I thought of improving this and made some changes - and it resulted in drastic improvement in performance. My MR ran in 4 times less than the original time.

Explanation:

Let me explain the solution before I proceed to provide code. The default input format in MR is FileInputFormat which is an implementation of InputFormat. Every InputFormat implementation should return a List<InputSplit>. Hadoop internally calls size() on this list and creates those many mappers i.e. 1 mapper for 1 split.

The default FileInputFormat in my case, simply created 1000 splits (as all 1000 files
were less than 64 MB) resulting in 1000 mappers being run which was inefficient.

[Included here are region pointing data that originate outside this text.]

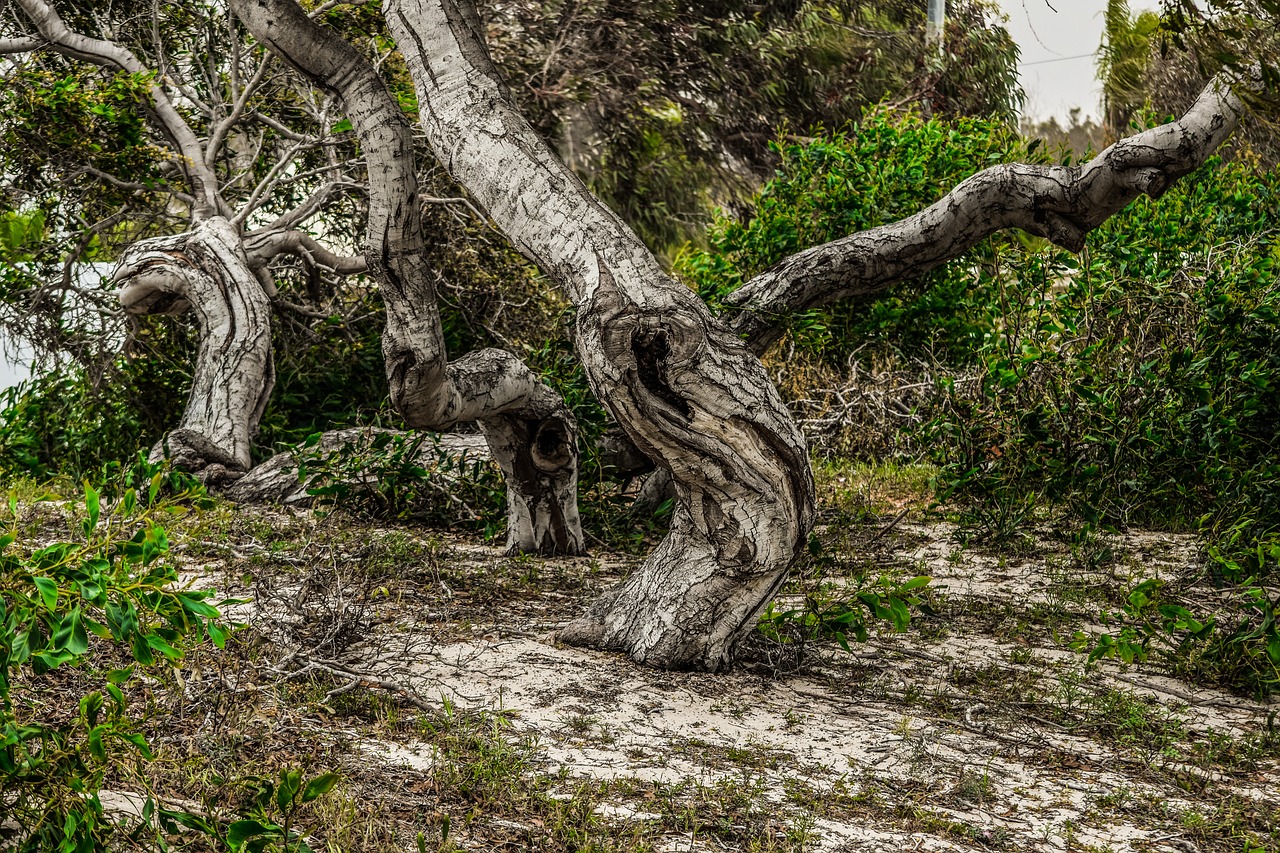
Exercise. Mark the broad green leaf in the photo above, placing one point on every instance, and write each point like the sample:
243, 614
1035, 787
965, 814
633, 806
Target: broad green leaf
319, 787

The solution is to use CombineFileInputFormat. This class is really efficient, as it also takes rack and node locality into account. However, it is an abstract class. Though it does most of the work, some implementation is left to us (which is not easy to write).

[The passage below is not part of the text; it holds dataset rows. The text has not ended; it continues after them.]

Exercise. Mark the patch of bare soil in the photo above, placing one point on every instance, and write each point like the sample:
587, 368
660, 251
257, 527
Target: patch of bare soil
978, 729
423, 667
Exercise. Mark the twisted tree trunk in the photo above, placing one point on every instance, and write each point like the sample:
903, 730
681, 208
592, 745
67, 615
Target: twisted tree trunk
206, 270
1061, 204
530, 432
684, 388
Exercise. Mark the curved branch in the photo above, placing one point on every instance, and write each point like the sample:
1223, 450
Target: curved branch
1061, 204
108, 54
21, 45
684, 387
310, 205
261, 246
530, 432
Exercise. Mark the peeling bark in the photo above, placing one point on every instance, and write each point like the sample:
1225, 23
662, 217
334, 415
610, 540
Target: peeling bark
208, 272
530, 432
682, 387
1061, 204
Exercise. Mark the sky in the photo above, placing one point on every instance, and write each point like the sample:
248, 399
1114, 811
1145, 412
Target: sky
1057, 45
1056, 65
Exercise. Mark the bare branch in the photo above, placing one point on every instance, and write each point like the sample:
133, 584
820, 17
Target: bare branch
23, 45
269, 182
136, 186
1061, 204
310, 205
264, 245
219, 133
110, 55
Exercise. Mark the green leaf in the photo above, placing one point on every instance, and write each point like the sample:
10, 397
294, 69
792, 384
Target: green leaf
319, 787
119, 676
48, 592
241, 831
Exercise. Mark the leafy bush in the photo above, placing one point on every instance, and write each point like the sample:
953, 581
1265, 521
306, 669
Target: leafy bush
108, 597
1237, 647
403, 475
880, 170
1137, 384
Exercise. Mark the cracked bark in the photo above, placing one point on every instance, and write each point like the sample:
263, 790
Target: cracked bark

I read one superb implementation in this this blog post. When I used this approach, my MR ran in less time, but it created only 1 mapper - yes only 1 for the entire MR run. But, this is not ideal. Let's say we have a total of 600 MB of data in 100 files - we would ideally need 10 splits - each split to deal with 64 MB of data - note that, each split data (64 MB) might be contained in multiple files.

Key Idea: 

So, I wondered why this happened and browsed through the CombinFileInputFormat.java source (wow, one of the perks of using open source software). I found that, in the getInputSplits() implementation, if the maxSplitSize is zero, it creates only one split!
And the default is 0 - as you can see in the variable declaration.

Implementation:

So, the trick lies in setting this to a different value in your implementation, like:

import java.io.IOException;
import org.apache.hadoop.io.*;
import org.apache.hadoop.mapreduce.*;
import org.apache.hadoop.mapreduce.lib.input.CombineFileSplit;
import org.apache.hadoop.mapreduce.lib.input.CombineFileInputFormat;
import org.apache.hadoop.mapreduce.lib.input.CombineFileRecordReader;

public class MyCombineFileInputFormat extends CombineFileInputFormat<LongWritable, Text> {
    public MyCombineFileInputFormat() {
        //this is the most important line!
        //setting the max split size to 64 MB
        setMaxSplitSize(67108864);
    }

    @Override
    public RecordReader<LongWritable, Text> createRecordReader(InputSplit is, 
TaskAttemptContext tac) throws IOException {
        return new CombineFileRecordReader<LongWritable,Text>((CombineFileSplit) is, 
tac, MyRecordReader.class);
    }
}

And, the record reader can just reuse the LineRecordReader like this:

import java.io.IOException;
import org.apache.hadoop.io.*;
import org.apache.hadoop.mapreduce.*;
import org.apache.hadoop.mapreduce.lib.input.CombineFileSplit;
import org.apache.hadoop.mapreduce.lib.input.FileSplit;
import org.apache.hadoop.mapreduce.lib.input.LineRecordReader;

public class MyRecordReader extends RecordReader<LongWritable, Text> {
    private final LineRecordReader lineRecordReader;

    public MyRecordReader(CombineFileSplit split, TaskAttemptContext context, 
Integer index) throws IOException {
        FileSplit filesplit = new FileSplit(split.getPath(index), split.getOffset(index), 
                split.getLength(index), split.getLocations());
        lineRecordReader = new LineRecordReader();
        lineRecordReader.initialize(filesplit, context);
    }

    @Override
    public void initialize(InputSplit split, TaskAttemptContext tac) 
throws IOException, InterruptedException {
    }

    @Override
    public boolean nextKeyValue() throws IOException, InterruptedException {
        return lineRecordReader.nextKeyValue();
    }

    @Override
    public LongWritable getCurrentKey() throws IOException, InterruptedException {
        return lineRecordReader.getCurrentKey();
    }

    @Override
    public Text getCurrentValue() throws IOException, InterruptedException {
        return lineRecordReader.getCurrentValue();
    }

    @Override
    public float getProgress() throws IOException, InterruptedException {
        return lineRecordReader.getProgress();
    }

    @Override
    public void close() throws IOException {
        lineRecordReader.close();
    }

}

Once this was done, the number of mappers created was ideal and this drastically reduced the overall time taken for my MR program.